In May, the food price index increased 10.1 percent compared to the same time last year. That's the first increase of more than 10 percent since 1981, the U.S. Bureau of Labor Statistics reported Friday.
Prices for food at home increased 11.9 percent in May year-on-year. Within that category, chicken prices were up 17.4 percent, the largest increase ever recorded. Pork prices increased 13.3 percent; bacon, 15 percent; milk, 15.9 percent; coffee, 15.3 percent; and fruits and vegetables, 8.2 percent.
Food away from home, like at restaurants, was up 7.4 percent.

What's causing the increase? It's a combination of factors, experts say. Some of the largest costs for food come from workers' pay and fuel costs to deliver products. Right now, job postings for positions at food processing plants are at all-time highs, meaning there are more job openings than employers are able to fill. Businesses have offered higher wages as a result — costs that ultimately get passed on to consumers.
And as anyone who has an automobile fully understands, fuel prices are also at record highs. For firms that transport large quantities of food, those prices are even higher: The cost of diesel fuel has climbed even higher than regular gasoline amid shortages in refining capacity.

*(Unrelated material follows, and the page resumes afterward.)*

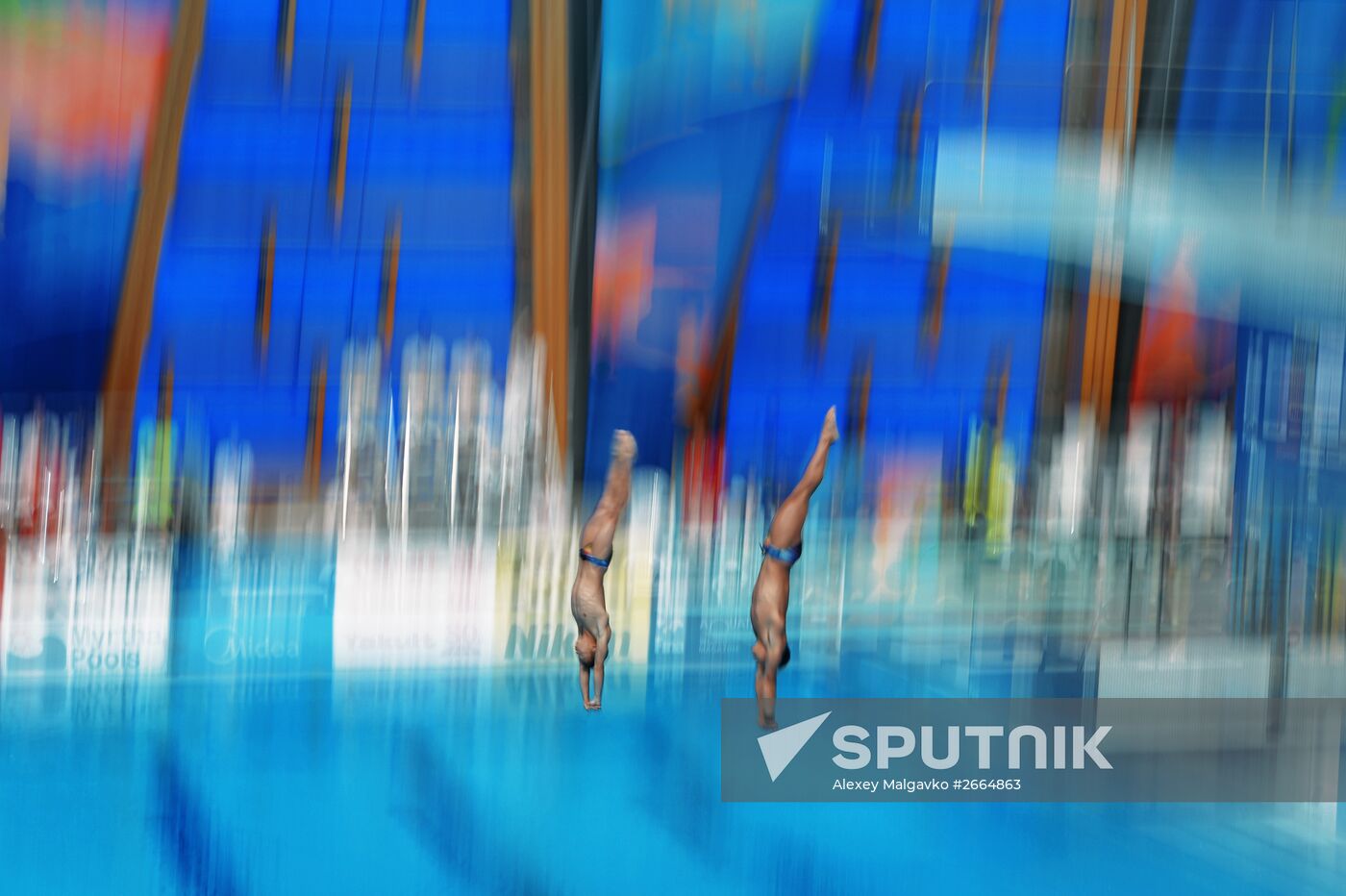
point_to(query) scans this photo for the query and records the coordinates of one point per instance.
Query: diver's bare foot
(830, 427)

Global supply issues caused by the war in Ukraine — a key grains provider — as well as drought conditions in key farming areas like the Western U.S., are also exacerbating the situation, according to Christine LaFave Grace, executive editor at the industry publication Winsight Grocery Business.
"It's a perfect storm," she said.
When will these persistent high prices begin to subside? LaFave Grace said food industry analysts have shifted their expectations.
"More and more, we're hearing that there is not going to be a significant change until next spring," she said. "Six months ago, everyone was saying that we're going to get back down to 4 percent (inflation) by the end of the year. That's no longer the case."